HAPPY HOUR is a cocktail-fueled 60 minutes of random conversation with folks who have nothing in common, other than being New Orleanians in a bar. Featuring extraordinary New Orleans musicians playing live, host Grant Morris and sidekick deluxe Andrew Duhon.
At the end of this show Andrew Duhon declares that these are the best guests in the history of Happy Hour. If you're a Happy Hour listener or familiar with Andrew's songs you'll know that he's not prone to effusiveness. Quite simply, this is indeed a fascinating collection of New Orelanians.
Donny and Boyfriend had never met each other before they sat down together for Happy Hour. They couldn't be more different - they're from different generations, Donny is from New York, Boyfriend is from Nashville, Donny is Jewish, Boyfriend grew up in a severely fundamentalist Christian home. And yet they have more in common than you could ever guess.
They are both superbly talented songwriters.
Donny is famous for writing one of the pop love song classics of all time, "I've Had The Time of My Life" from the movie Dirty Dancing.
Boyfriend is about to be famous for sex-driven rap songs like "Attention" and "Triangle." You can hear both those songs in this show. Remember where you were when you heard them - the early music press comparisons of Boyfriend to other female greats like Alanis Morisette, Bette Midler and Carol Burnett (if you can imagine that mashup) are not unfounded.

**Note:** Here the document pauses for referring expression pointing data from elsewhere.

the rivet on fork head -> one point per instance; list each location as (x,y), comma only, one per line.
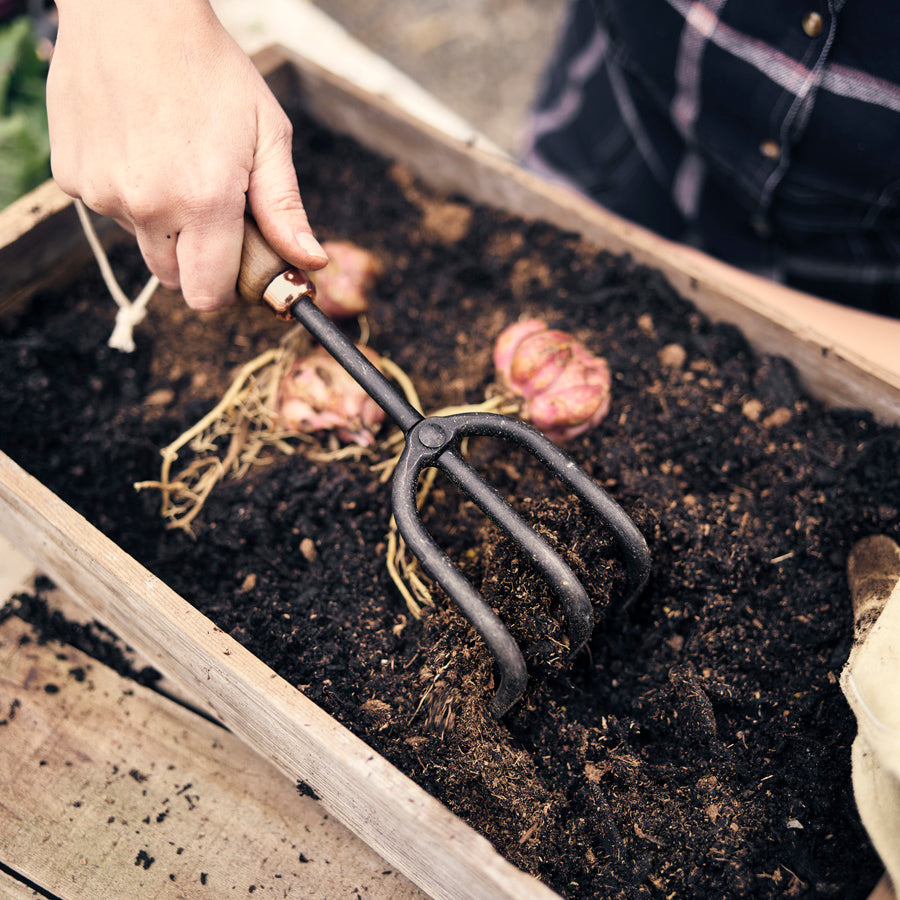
(432,435)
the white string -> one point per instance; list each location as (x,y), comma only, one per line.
(130,313)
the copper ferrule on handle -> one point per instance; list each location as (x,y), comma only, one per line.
(285,290)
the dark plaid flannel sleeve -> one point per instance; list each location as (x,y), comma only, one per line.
(764,132)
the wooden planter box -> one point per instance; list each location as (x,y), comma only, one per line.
(844,357)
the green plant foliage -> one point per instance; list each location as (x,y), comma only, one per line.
(24,142)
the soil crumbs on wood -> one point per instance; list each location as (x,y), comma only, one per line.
(700,746)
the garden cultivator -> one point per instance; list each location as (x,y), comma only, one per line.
(434,441)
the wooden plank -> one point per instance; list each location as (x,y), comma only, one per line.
(169,806)
(403,823)
(13,889)
(42,245)
(846,357)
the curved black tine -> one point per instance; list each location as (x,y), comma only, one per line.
(506,652)
(432,441)
(629,540)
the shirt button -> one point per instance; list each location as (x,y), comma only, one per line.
(812,24)
(761,226)
(770,149)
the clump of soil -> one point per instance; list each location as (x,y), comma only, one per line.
(700,746)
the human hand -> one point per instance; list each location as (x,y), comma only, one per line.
(160,121)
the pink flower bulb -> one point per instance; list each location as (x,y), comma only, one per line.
(344,286)
(564,388)
(316,394)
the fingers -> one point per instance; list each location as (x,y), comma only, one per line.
(157,246)
(274,196)
(209,259)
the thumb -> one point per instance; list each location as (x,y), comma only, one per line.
(274,198)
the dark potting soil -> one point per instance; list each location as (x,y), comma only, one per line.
(700,746)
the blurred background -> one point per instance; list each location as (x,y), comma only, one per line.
(482,58)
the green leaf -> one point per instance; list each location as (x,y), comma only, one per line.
(24,141)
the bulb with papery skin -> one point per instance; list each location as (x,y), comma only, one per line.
(565,390)
(316,394)
(344,286)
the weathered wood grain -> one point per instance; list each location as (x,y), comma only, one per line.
(112,791)
(399,820)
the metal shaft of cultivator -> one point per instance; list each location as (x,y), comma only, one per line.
(434,441)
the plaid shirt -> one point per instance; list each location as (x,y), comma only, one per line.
(765,132)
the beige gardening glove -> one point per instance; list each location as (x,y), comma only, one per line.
(159,120)
(871,683)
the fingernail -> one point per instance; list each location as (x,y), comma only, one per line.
(310,246)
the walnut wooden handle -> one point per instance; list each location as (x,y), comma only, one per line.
(260,264)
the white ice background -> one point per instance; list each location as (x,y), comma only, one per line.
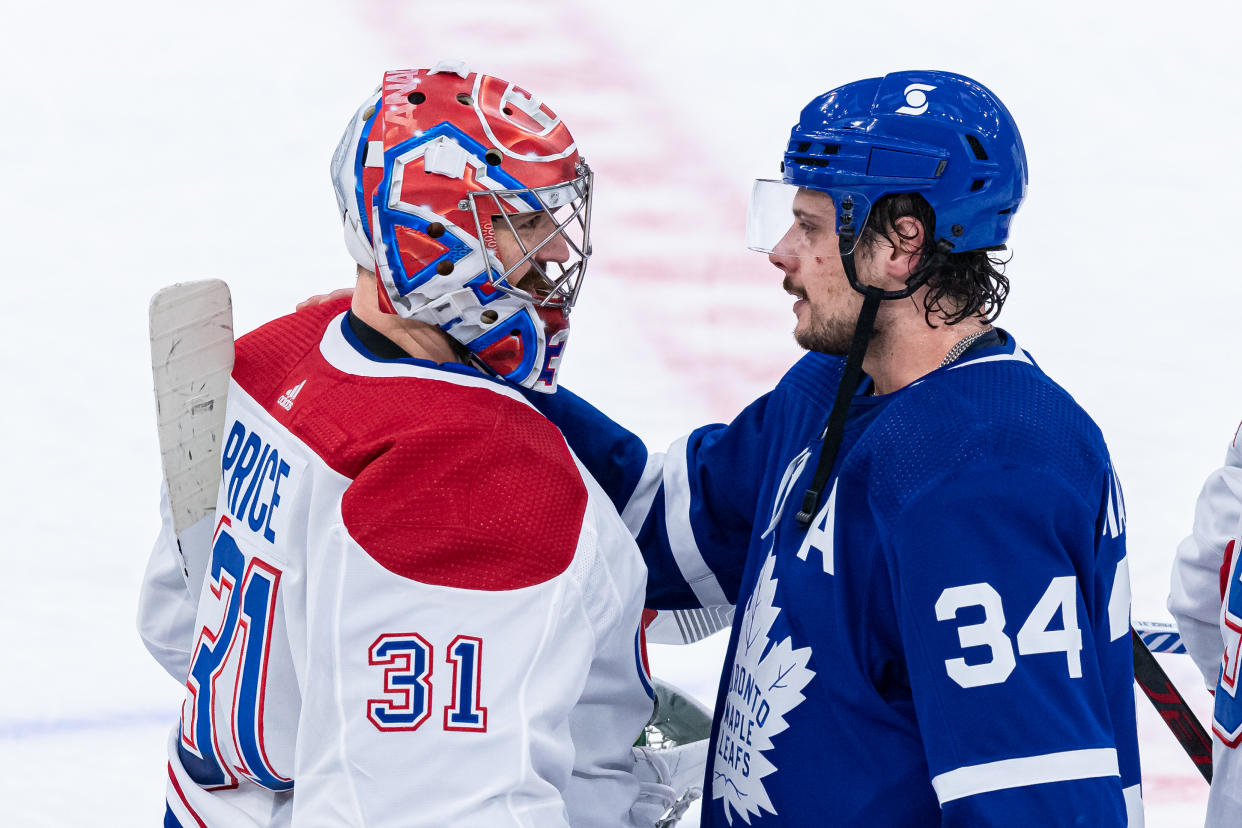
(150,143)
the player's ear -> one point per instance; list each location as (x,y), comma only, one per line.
(907,237)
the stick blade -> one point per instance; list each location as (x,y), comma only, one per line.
(191,339)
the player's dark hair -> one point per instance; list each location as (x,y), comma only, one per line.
(960,286)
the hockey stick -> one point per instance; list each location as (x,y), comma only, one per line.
(1160,636)
(1171,706)
(191,342)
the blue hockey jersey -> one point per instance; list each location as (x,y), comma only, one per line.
(947,644)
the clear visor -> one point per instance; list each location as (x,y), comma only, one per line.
(795,221)
(540,236)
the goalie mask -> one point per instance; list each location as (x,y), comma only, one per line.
(467,198)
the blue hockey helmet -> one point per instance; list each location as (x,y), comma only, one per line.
(939,134)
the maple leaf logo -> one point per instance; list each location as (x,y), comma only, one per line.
(766,683)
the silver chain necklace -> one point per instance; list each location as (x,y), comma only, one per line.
(963,344)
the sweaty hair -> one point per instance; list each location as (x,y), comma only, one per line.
(960,286)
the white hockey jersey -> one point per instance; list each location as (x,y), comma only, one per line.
(417,608)
(1206,601)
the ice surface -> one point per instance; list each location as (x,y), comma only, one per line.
(153,142)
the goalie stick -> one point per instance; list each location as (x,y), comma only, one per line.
(1171,706)
(191,339)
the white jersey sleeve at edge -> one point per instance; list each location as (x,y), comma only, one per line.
(165,606)
(615,704)
(1195,595)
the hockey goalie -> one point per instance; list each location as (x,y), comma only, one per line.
(393,594)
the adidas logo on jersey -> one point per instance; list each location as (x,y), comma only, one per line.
(287,399)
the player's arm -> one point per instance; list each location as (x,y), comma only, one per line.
(1012,601)
(1197,582)
(167,606)
(693,507)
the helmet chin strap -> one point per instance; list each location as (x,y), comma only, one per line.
(852,374)
(850,381)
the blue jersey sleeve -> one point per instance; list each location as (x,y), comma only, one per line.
(1012,600)
(692,508)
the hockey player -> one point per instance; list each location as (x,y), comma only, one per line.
(1206,602)
(930,580)
(415,607)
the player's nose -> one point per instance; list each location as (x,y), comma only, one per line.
(555,250)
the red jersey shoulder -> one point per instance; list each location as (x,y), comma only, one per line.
(266,356)
(480,493)
(451,484)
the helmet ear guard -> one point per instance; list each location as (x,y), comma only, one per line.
(935,134)
(414,166)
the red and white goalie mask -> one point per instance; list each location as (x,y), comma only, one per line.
(468,200)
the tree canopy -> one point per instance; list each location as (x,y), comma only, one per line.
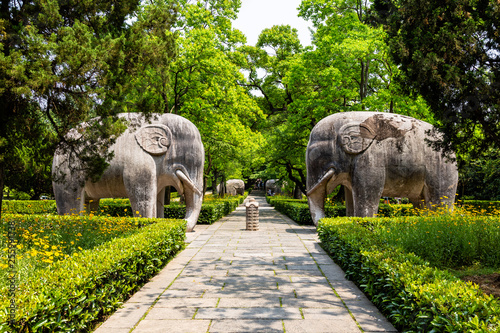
(449,52)
(64,63)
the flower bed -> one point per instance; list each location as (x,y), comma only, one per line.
(74,293)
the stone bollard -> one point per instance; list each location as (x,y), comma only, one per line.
(252,214)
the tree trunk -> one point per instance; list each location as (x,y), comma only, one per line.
(297,193)
(2,184)
(222,192)
(340,196)
(214,183)
(204,185)
(168,191)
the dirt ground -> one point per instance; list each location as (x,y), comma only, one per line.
(490,283)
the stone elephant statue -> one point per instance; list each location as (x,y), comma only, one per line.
(234,187)
(375,154)
(150,155)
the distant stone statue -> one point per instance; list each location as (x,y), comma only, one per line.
(376,155)
(272,187)
(167,151)
(234,187)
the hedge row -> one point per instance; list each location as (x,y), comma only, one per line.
(481,207)
(211,211)
(414,296)
(299,212)
(73,294)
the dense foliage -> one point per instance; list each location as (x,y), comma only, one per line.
(413,295)
(449,53)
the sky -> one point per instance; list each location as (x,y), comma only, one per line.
(257,15)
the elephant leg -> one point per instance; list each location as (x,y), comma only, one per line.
(69,200)
(141,190)
(92,204)
(193,208)
(316,202)
(160,204)
(367,191)
(349,203)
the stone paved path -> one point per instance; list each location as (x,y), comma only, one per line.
(277,279)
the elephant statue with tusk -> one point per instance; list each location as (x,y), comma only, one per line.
(375,154)
(150,155)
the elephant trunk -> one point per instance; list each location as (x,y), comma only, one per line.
(194,199)
(316,197)
(316,202)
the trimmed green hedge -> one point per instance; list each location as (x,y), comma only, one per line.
(211,210)
(29,207)
(414,296)
(74,294)
(481,207)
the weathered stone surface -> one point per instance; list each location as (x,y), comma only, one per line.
(150,155)
(375,154)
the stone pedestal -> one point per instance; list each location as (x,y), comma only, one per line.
(252,214)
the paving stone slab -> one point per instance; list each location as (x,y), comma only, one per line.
(159,313)
(191,302)
(246,325)
(320,326)
(248,313)
(272,302)
(172,326)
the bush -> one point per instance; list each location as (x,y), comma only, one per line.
(414,296)
(480,207)
(29,207)
(73,294)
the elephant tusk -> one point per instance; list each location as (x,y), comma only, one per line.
(186,181)
(326,177)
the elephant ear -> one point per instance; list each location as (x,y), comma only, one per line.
(155,139)
(356,138)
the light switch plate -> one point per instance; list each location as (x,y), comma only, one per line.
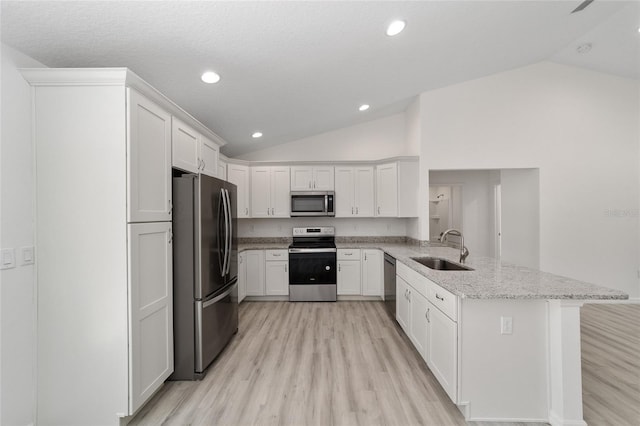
(27,255)
(7,258)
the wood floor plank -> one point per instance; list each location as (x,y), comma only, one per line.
(348,363)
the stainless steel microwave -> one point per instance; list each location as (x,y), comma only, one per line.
(312,203)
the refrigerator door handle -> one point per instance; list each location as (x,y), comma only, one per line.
(225,207)
(222,256)
(230,233)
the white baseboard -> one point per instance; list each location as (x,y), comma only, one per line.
(556,420)
(631,300)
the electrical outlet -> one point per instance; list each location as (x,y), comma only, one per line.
(27,255)
(7,258)
(506,325)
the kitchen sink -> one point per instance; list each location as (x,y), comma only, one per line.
(440,264)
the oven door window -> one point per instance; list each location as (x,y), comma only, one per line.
(312,268)
(308,203)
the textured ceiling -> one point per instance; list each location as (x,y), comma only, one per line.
(295,69)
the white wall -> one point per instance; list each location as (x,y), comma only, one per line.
(373,140)
(345,227)
(521,217)
(17,288)
(580,128)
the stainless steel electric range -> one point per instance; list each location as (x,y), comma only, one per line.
(312,265)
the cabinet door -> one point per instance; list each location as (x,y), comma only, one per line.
(301,178)
(280,192)
(185,147)
(364,191)
(150,310)
(418,327)
(442,348)
(255,272)
(402,303)
(242,277)
(239,176)
(260,192)
(387,190)
(372,273)
(222,170)
(209,157)
(277,278)
(349,278)
(323,178)
(149,161)
(344,192)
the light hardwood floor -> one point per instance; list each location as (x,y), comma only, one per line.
(611,364)
(344,363)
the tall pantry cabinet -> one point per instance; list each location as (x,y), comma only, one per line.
(102,140)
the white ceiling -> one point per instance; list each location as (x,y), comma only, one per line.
(296,69)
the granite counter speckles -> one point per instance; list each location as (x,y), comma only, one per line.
(490,279)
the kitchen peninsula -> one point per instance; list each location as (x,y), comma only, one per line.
(502,340)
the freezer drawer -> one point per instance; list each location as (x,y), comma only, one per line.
(216,322)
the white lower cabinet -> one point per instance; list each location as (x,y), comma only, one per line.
(254,263)
(442,350)
(242,276)
(348,272)
(428,315)
(151,309)
(372,274)
(276,267)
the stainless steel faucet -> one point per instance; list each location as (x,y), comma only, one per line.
(464,252)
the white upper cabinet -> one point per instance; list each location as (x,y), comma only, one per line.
(209,152)
(193,152)
(354,191)
(317,178)
(149,160)
(185,147)
(238,175)
(270,193)
(397,189)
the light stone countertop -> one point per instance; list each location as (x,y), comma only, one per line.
(490,279)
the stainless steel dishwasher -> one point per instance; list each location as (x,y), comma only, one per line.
(390,284)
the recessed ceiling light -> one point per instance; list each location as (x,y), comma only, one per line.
(395,28)
(210,77)
(584,48)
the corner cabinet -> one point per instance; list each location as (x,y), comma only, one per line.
(270,193)
(397,189)
(102,143)
(193,152)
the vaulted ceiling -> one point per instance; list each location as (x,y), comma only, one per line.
(294,69)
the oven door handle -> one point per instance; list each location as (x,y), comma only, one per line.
(319,250)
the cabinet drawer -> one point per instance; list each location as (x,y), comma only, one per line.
(349,254)
(443,300)
(276,255)
(414,279)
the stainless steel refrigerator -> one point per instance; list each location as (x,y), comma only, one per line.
(205,265)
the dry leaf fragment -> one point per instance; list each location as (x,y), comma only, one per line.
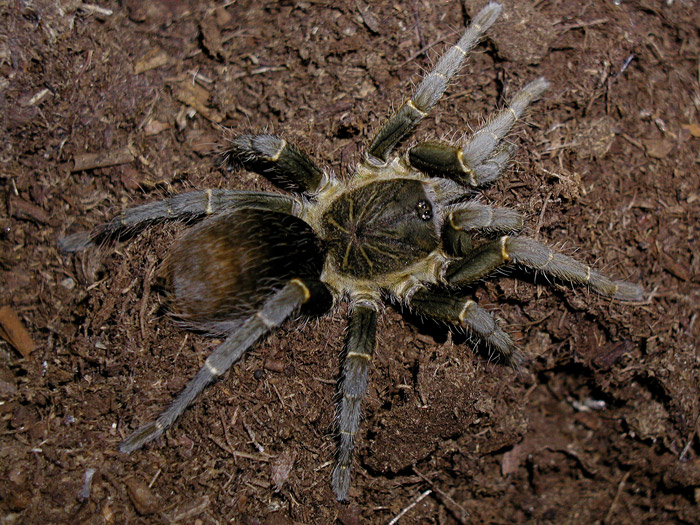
(13,331)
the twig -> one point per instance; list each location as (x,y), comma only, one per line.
(459,512)
(617,497)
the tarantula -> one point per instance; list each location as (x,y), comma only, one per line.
(406,229)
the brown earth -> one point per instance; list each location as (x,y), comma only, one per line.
(103,108)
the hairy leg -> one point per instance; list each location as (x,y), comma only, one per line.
(467,218)
(467,314)
(537,256)
(359,349)
(285,165)
(484,156)
(402,123)
(273,313)
(187,206)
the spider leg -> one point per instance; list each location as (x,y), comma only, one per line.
(482,159)
(283,164)
(402,123)
(463,219)
(187,206)
(482,144)
(535,255)
(467,314)
(359,349)
(271,315)
(445,160)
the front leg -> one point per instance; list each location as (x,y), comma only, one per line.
(359,348)
(282,163)
(401,124)
(467,314)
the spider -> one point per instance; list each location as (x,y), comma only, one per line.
(406,229)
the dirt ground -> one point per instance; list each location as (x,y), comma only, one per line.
(110,105)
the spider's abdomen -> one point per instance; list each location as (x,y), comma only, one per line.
(225,268)
(380,228)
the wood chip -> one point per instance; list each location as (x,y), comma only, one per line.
(145,502)
(88,161)
(154,59)
(196,97)
(282,467)
(693,128)
(13,331)
(23,210)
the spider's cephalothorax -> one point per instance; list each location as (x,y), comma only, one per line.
(402,228)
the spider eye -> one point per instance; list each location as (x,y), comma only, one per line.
(424,210)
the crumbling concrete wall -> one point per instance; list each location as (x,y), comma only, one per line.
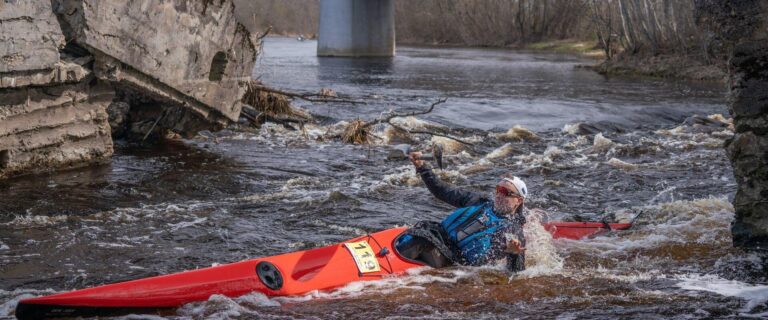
(52,113)
(742,27)
(192,53)
(153,64)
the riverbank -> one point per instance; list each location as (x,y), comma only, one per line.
(669,66)
(663,66)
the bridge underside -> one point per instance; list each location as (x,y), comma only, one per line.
(354,28)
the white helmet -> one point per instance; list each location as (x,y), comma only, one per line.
(519,184)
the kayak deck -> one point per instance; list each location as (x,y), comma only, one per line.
(368,257)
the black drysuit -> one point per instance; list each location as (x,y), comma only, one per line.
(431,243)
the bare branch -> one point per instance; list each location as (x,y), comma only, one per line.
(393,115)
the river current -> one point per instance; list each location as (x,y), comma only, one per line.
(589,147)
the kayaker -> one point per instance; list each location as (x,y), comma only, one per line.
(480,231)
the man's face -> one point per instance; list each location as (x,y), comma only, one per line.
(506,198)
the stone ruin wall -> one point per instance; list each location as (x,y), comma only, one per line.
(75,72)
(742,27)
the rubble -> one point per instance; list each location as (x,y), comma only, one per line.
(177,65)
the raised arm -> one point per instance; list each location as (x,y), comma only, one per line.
(454,196)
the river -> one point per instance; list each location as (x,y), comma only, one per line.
(588,147)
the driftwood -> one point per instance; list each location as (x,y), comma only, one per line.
(392,115)
(310,97)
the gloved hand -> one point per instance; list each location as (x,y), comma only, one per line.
(415,159)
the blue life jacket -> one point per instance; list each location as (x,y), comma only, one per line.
(471,230)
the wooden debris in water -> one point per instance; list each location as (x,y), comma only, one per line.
(517,134)
(356,132)
(328,92)
(269,103)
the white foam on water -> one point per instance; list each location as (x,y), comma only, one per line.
(11,299)
(413,279)
(353,230)
(601,144)
(616,163)
(500,152)
(30,220)
(517,133)
(572,129)
(703,221)
(450,146)
(541,257)
(185,224)
(755,295)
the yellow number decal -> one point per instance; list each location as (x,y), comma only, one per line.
(364,257)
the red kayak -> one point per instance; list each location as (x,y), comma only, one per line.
(368,257)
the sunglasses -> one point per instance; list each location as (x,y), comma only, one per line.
(507,193)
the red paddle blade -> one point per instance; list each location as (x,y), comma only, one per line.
(578,230)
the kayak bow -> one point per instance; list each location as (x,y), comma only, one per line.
(368,257)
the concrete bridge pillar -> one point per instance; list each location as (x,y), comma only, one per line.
(357,28)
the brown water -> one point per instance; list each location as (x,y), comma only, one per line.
(193,203)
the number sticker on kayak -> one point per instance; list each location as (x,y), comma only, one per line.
(364,257)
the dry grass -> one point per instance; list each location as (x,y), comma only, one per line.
(357,133)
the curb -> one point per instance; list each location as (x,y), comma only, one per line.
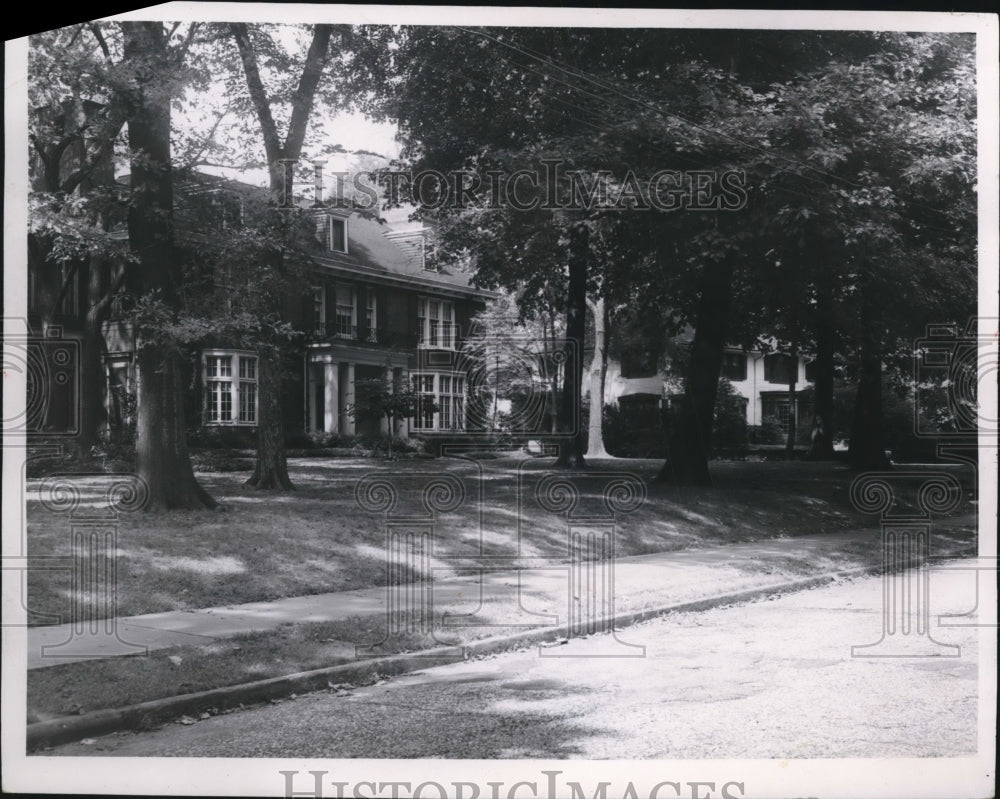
(145,715)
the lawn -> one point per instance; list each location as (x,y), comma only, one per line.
(317,539)
(320,539)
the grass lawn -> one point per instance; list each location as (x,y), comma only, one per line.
(317,539)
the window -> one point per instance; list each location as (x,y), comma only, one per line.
(447,392)
(230,388)
(734,366)
(779,368)
(319,309)
(346,321)
(337,239)
(371,314)
(423,418)
(68,296)
(777,408)
(436,323)
(121,402)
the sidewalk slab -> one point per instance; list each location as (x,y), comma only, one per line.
(538,593)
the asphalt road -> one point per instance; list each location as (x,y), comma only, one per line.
(770,679)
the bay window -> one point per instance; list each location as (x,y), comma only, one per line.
(436,323)
(346,319)
(444,391)
(371,314)
(230,380)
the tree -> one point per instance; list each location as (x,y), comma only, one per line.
(73,126)
(382,399)
(598,375)
(162,459)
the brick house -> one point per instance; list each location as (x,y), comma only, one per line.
(374,306)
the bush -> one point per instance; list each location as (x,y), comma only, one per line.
(729,431)
(638,431)
(208,437)
(434,444)
(214,460)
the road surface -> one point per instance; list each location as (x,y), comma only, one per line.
(770,679)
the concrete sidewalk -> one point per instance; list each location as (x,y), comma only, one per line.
(537,595)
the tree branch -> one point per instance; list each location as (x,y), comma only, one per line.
(96,30)
(241,36)
(302,99)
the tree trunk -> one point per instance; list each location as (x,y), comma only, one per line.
(867,449)
(793,411)
(598,376)
(821,446)
(92,378)
(571,450)
(691,430)
(162,459)
(271,469)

Cindy Alsfeld lives in the proximity of greatness and the fact that she's not a household name like her politician mother or movie star sister doesn't make her any less awesome than either of them. Cindy's mom is New Orleans icon Jackie Clarkson and her sister is actress Patricia Clarkson. Being born with the same genes but without the desire for the spotlight is, in Cindy's case, a liberating blessing. It's great for us too: it's unlikely that Jackie or Patricia would come down to Wayfare on a Thursday afternoon and hang out with Grant and Andrew for an hour for a free drink, but Cindy is up for anything.
Andrew rolls out a version of his new song about a window sill lined with nostalgic memories: pieces of stone that, like his wandering life from which they are gathered, are fragments broken off of pieces of far-flung permanence that, unlike the lives of others, seem to refuse to bind themselves into a foundation upon which to build his own life. It's a beautiful song. Although he didn't include himself, Andrew might have in his observation of the extraordinary talent and intelligence of today's guests.